I sighed. The smell must be coming from the bed. I had avoided looking too closely at it because my fear was that Johnny’s cabin bed had become the local lover’s lane, and I didn’t want to see that up close. I had come this far, though, and I might as well see her through. The rotten, coppery scent became overwhelming as I strode to the bed, and when I reached it, my brain didn’t know what to make of the sight.
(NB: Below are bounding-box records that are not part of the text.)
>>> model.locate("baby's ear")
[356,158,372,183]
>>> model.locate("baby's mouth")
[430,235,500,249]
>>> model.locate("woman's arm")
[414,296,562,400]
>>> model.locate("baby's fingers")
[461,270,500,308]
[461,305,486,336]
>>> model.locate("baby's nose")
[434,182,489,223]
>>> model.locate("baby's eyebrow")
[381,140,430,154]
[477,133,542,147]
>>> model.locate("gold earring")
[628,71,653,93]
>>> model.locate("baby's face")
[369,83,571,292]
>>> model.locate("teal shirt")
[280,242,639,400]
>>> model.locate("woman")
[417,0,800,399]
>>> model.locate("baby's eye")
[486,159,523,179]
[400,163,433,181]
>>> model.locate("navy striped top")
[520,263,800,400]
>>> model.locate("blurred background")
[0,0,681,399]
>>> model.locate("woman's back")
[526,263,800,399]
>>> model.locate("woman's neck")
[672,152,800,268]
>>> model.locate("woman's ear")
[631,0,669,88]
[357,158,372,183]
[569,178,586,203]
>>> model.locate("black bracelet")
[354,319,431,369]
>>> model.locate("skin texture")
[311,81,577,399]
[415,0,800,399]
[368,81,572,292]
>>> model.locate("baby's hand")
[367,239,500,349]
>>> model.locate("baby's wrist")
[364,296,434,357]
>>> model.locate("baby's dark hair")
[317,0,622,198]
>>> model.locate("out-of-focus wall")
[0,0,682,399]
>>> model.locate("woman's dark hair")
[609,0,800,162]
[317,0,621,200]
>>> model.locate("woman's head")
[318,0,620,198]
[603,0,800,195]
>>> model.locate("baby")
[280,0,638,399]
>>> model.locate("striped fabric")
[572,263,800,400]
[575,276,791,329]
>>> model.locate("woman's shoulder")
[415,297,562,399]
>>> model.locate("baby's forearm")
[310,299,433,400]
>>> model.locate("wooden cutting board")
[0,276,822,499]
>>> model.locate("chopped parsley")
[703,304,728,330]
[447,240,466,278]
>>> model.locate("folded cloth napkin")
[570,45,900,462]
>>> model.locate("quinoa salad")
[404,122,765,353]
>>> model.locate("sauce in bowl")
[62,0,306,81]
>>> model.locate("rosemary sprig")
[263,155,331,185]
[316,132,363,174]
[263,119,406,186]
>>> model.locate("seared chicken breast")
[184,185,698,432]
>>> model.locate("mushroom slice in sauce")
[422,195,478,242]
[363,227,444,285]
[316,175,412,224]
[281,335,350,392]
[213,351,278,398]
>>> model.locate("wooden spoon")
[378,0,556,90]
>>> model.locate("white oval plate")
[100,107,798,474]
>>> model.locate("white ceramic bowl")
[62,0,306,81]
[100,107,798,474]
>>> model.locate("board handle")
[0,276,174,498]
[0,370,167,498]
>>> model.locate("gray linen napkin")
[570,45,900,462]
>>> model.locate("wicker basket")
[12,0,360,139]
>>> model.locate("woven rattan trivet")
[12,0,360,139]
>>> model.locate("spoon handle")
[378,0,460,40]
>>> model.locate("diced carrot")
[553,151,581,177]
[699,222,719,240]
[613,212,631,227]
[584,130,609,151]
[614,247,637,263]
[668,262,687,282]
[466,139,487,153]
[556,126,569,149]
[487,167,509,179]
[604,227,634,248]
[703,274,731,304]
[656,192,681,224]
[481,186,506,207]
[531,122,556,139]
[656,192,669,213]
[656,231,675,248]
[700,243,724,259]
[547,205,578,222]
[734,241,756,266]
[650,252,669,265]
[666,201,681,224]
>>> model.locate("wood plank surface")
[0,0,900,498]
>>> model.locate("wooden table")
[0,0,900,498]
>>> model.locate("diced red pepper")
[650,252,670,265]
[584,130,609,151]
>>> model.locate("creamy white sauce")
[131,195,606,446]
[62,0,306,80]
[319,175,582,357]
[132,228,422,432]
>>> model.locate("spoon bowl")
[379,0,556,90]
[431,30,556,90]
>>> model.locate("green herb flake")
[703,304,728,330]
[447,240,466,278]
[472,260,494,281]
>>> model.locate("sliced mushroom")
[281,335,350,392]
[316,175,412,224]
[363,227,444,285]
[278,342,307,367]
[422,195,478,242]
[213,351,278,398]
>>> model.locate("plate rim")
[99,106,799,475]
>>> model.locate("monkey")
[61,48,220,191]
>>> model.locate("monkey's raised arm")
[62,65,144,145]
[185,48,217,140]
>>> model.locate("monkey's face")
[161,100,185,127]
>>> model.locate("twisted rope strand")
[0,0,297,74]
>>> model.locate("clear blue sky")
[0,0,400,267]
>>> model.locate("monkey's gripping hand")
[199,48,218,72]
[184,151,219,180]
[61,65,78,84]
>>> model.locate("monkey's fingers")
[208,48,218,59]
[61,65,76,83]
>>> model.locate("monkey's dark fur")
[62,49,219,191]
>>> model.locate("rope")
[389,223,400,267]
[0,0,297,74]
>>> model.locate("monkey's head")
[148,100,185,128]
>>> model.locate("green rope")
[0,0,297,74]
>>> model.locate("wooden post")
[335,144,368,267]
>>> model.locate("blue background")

The sheets and blankets were rumpled like waves on the ocean, and pools of maroon so dark it was almost black marred their soft green surface. Was this more paint? I walked to the far side, where a nightstand stood between the bed and the wall. A blanket had fallen in this space. When I leaned in, I saw that the blanket was wearing a blood-crusted T-shirt, blue jeans, and one shoe. The other foot was bare and stiff from death, it’s sheer whiteness the most disturbing sight. I couldn’t look at the head, my eyes unable to let go of the image of that icy pale foot, sprinkled with wiry black hair on the toes and top.
I covered my nose, trying to stem the tide of nausea surfing on the musty smell of cabin and woods mixed with the heavy iron scent of violent death. The room fell sideways, and I caught myself from falling by lurching the other way. The buzzing in my ears made it impossible to think, and I stumbled out of the cabin, swallowing furiously to keep from throwing up. I could not leave any trace of me in this butcher shop.
Outside, I gulped in the fresh air of the forest, tears streaming down my face. Had Johnny and Dolly set me up?